Quoi qu’il en soit, le fait de se sentir autorisé à répondre situe déjà, dès le départ, l’anthropologue quelque part entre le juge […] et l’avocat de la défense […]. C’est comme si un procureur se mettait à dire […] : « l’accusé n’est pas indien, sa prétendue identité indigène est une fausse identité » ; et puis vous, vous avancez comme le ferait l’avocat de la défense en disant « non, il est vraiment indien, son identité est authentique et légitime ».

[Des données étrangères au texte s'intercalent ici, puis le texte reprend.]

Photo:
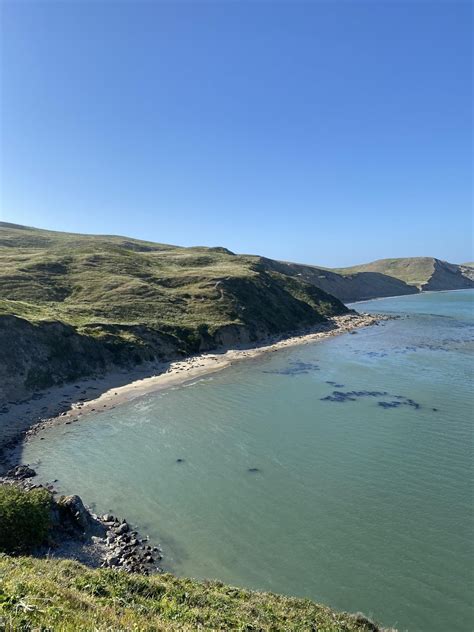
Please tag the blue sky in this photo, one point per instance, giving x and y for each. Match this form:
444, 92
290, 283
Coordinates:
323, 132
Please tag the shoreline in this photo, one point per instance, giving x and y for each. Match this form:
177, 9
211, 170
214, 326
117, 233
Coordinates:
68, 403
100, 541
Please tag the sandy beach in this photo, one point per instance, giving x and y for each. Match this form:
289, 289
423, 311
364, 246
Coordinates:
68, 403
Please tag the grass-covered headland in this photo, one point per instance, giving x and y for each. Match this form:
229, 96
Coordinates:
53, 594
74, 305
38, 594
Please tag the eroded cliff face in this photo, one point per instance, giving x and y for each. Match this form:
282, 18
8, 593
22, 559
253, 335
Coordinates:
447, 276
36, 356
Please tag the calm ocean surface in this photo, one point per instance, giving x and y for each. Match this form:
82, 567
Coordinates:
363, 501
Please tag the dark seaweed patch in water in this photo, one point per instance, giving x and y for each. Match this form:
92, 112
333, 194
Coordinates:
352, 396
401, 401
296, 367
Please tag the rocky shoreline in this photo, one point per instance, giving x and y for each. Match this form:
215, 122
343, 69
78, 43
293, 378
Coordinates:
77, 533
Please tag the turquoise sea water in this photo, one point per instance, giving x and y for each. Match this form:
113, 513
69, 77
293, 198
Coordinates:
363, 501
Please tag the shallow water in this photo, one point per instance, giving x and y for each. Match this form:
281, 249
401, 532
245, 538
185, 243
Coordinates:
362, 501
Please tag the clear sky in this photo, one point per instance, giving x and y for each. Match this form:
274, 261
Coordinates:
323, 132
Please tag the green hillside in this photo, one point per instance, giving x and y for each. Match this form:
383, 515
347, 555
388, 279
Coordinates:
64, 596
77, 304
424, 273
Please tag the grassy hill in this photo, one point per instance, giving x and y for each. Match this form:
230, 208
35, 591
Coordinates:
74, 304
65, 596
424, 273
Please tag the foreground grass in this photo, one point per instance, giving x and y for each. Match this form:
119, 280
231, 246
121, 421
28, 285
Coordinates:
62, 595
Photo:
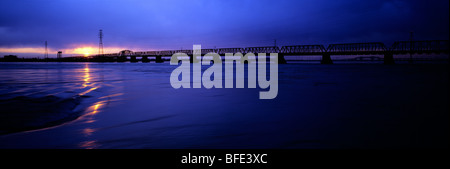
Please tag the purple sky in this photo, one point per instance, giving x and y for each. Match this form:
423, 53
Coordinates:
175, 24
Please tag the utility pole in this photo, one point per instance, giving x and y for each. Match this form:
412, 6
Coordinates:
100, 44
411, 39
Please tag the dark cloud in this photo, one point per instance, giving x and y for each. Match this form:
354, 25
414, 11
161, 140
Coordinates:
178, 23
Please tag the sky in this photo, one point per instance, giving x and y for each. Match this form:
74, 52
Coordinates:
72, 26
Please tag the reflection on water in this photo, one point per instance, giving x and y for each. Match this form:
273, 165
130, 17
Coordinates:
125, 105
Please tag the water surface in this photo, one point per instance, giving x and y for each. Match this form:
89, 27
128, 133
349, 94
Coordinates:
132, 105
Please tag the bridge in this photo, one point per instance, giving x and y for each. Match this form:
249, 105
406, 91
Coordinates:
371, 48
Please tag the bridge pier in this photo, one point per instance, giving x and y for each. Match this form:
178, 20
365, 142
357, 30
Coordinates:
326, 59
133, 59
388, 58
158, 59
145, 59
121, 59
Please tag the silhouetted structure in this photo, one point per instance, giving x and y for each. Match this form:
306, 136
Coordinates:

Tout va bien, tout est normal et démocratique. Mais la question continue toujours de se poser dans les mêmes termes : la question demeure de savoir qui est quoi. De toute évidence, il est difficile d’ignorer la question une fois que l’État et son cadre juridico-légal fonctionnent comme des moulins producteurs de substances, de catégories, de rôles, de fonctions, de sujets, de titulaires de tel ou tel droit, etc. Ce qui n’a pas été estampillé par les autorités compétentes n’existe pas – cela n’existe pas car cela a été produit en dehors des normes et des standards, cela n’a pas reçu le label de qualité. Ce qui ne figure pas dans le dossier, etc. La loi c’est la loi, etc. et après tout, il faut administrer la nation ; il faut gérer la population et le territoire. Comme on dit.